How
AI
‐Generated Feedback Hinders or Helps Learning: A Heterogeneous
TNA
Study of Learning Dynamics
Sonsoles López‐Pernas, Kamila Misiejuk, Mohammed Saqr ABSTRACT
Background
Despite growing integration of generative AI in educational settings, little is known about whether and to what extent AI‐generated real‐time feedback can support first‐grade students in solving multimodal mathematical tasks.
Objectives
Our study aims to examine student–AI feedback dynamics from a process‐oriented perspective, focusing on how students interact with AI feedback after incorrectly solving multimodal mathematical tasks and which interaction patterns lead to successful re‐attempts.
Methods
We analyze data from 13,000 first‐grade pupils across two countries who completed a single‐session assessment of 16 foundational numeracy skills via multimodal tasks, where incorrect and correct responses triggered real‐time feedback from a GPT‐4.1‐based system. All feedback instances were collected and qualitatively coded to investigate how student‐AI interaction sequences differ between successful and unsuccessful re‐attempts, and to what extent specific actions or interaction patterns predict successful attempts. Data were examined using Heterogeneous Transition Network Analysis and sequential pattern mining.

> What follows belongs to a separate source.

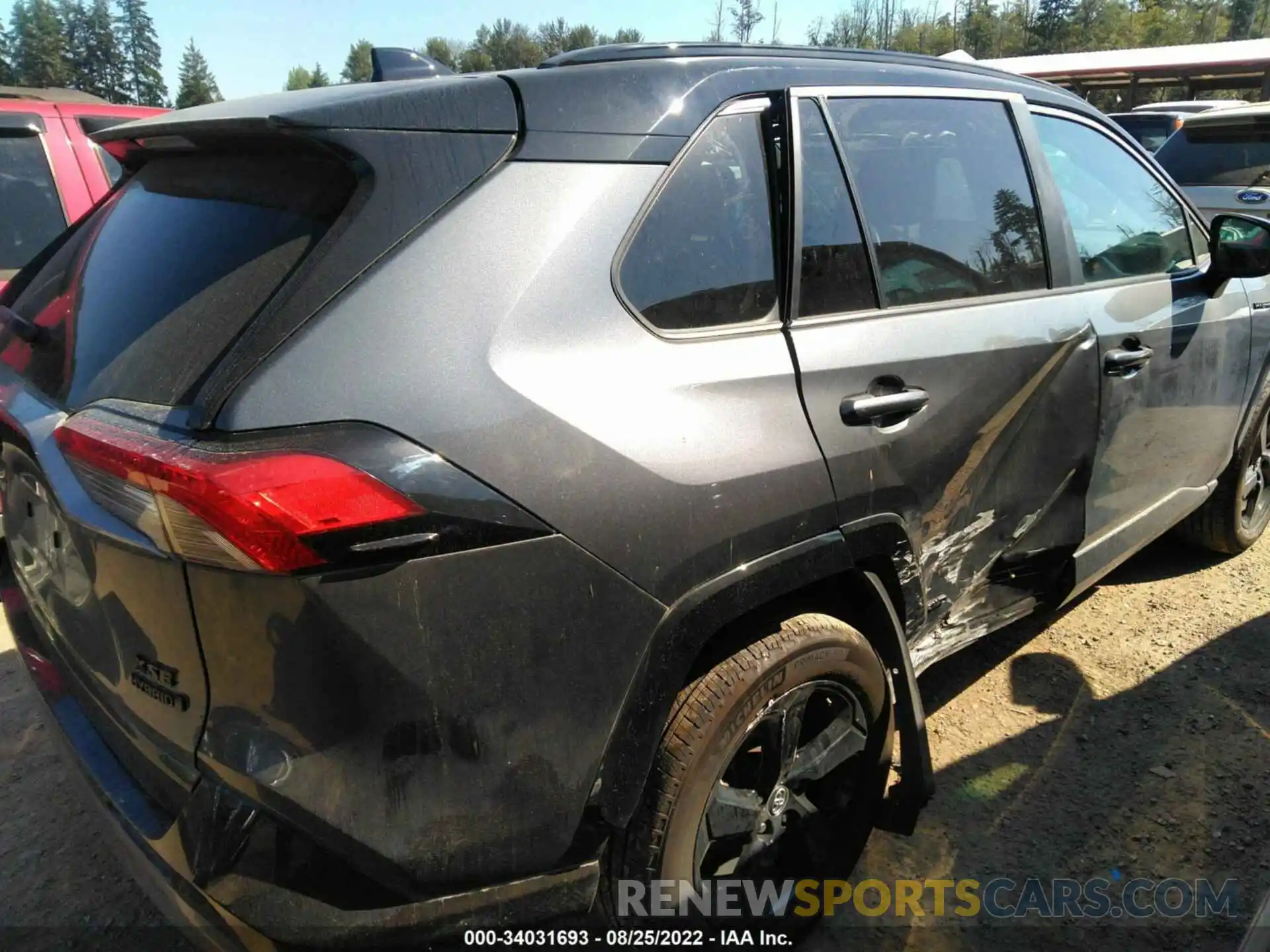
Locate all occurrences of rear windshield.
[0,156,353,406]
[1156,123,1270,185]
[0,135,66,280]
[1111,114,1173,152]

Moreover, chi‐squared tests and regression models were used to test the association between successful and unsuccessful attempts and interaction types and sequences thereof.
Results
Findings revealed that feedback effectiveness depended not on type alone but on how it was embedded within broader interaction sequences. Successful re‐attempts were more likely to follow clarification‐oriented feedback, whereas unsuccessful ones were more commonly preceded by question‐based prompts or direct orders, which reflect more highly anthropomorphic and authoritative forms of address. The absence of AI feedback was associated with poorer recovery.
Conclusions
These findings are situated within the broader concern that misaligned generative AI scaffolding and feedback may deepen confusion or reinforce misconceptions instead of supporting learning.